Mais le plus révoltant c’est la façon dont nous aurons, en ces 8 et 9 mai, pris pour argent comptant la récupération éhontée par Poutine de l’héritage de la guerre antinazie. Il va sans dire que la contribution de l’Armée rouge fut décisive. Et, si nous avons contracté une impayable dette à l’endroit des GI et des Tommies débarqués sur les plages de Normandie, nous en avons contracté une autre, non moins grande, face aux millions de morts de ce que les Russes appellent « la grande guerre patriotique ». Mais l’Armée rouge, c’était l’URSS. L’URSS c’était l’Ukraine autant que la Russie. Et, quand on regarde les sacrifices consentis par la première, ils ne furent, c’est le moins que l’on puisse dire, pas inférieurs à ceux de la seconde. Rappellera-t-on que le Premier Front ukrainien où, comme son nom l’indique, l’Ukraine était massivement représentée, fut en première ligne des combats de 1944-1945, en Pologne, en Tchécoslovaquie, en Allemagne ? que c’est lui qui mena les opérations en Silésie, puis le siège de Breslau, puis, dans une large mesure, la bataille de Berlin ? a-t-on le droit d’oublier que, parmi les trois Braves qui montèrent, à la cime du Reichstag, décrocher le drapeau à la croix gammée, il y avait un Ukrainien ? et faut-il tenir pour rien que c’est encore un tankiste d’Ukraine, le major Anatoly Shapiro, à qui revint le terrifiant honneur d’entrer le premier dans Auschwitz et, si les mots ont un sens, de libérer les survivants ? Les symboles, comme les preuves selon Nietzsche, fatiguent la vérité.

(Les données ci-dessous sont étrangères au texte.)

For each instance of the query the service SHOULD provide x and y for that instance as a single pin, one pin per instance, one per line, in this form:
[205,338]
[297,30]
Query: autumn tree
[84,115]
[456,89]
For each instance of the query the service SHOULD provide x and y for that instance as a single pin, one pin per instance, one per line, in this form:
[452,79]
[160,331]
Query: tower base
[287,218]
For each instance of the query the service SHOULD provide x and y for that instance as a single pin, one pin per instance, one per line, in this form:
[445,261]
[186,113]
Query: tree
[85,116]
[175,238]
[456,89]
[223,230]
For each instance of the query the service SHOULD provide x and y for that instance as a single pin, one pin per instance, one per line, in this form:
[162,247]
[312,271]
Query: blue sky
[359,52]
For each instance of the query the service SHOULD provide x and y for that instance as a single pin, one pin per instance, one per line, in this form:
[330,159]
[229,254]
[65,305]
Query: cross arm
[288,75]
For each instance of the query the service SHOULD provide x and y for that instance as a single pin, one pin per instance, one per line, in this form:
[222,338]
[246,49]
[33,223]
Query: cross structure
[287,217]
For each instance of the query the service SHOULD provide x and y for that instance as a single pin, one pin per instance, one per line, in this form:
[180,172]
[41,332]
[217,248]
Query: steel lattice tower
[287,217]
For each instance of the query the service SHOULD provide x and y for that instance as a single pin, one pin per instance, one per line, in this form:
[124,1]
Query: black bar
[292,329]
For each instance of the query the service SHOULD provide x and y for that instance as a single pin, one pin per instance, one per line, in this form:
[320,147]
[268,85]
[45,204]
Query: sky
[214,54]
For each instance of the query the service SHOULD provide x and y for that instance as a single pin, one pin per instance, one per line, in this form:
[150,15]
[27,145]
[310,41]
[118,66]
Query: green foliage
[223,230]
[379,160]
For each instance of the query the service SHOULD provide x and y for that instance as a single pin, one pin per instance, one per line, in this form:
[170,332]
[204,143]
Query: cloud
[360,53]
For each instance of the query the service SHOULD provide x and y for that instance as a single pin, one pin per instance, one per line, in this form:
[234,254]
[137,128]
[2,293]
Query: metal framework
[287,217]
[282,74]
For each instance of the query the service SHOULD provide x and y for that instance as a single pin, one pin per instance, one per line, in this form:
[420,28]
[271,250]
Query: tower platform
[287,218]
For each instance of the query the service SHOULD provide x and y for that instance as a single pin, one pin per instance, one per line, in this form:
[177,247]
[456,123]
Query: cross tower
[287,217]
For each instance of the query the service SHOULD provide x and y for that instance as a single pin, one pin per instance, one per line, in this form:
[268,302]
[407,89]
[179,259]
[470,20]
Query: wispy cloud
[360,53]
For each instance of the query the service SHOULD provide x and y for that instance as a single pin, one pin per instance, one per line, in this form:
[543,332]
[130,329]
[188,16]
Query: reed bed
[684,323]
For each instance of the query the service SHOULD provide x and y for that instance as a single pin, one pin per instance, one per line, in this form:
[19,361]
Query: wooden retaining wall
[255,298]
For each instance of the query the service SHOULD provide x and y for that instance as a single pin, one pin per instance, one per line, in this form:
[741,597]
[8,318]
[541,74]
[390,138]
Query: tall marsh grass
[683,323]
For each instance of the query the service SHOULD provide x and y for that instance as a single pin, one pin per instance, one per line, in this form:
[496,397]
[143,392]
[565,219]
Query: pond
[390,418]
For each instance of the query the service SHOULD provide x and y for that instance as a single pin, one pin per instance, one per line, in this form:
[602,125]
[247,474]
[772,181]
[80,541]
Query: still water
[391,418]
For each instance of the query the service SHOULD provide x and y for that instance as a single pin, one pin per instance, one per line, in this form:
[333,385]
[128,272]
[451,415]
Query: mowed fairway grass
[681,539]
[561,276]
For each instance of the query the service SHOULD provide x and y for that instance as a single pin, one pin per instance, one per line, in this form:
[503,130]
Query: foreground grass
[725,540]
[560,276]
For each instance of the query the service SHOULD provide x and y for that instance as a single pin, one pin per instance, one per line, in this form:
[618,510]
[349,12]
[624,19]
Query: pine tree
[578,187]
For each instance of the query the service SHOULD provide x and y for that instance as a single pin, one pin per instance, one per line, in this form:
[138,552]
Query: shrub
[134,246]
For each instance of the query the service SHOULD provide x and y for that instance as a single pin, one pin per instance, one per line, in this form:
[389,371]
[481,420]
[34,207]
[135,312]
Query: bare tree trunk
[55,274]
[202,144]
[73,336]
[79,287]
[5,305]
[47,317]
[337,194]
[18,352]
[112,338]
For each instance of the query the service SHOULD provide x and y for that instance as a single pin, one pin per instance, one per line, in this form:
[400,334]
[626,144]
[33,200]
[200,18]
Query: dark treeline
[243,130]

Mais au moins devraient-ils inciter à la prudence ceux qui tombent dans le panneau des célébrations à grand spectacle organisées par un tyran qui veut poursuivre jusque dans les chiottes de Marioupol la « dénazification » de l’Ukraine de Zelensky. Pour l’heure, c’est son ministre, pas celui de Zelensky, qui dit qu’Hitler avait du sang juif. C’est son armée, pas celle de Zelensky, qui bombarde le site de Babi Yar. Et la seule dénazification qui urge, c’est celle de cette Russie malade d’elle-même, qui a tout oublié, rien appris – et qui est, aujourd’hui, la capitale du crime en Europe.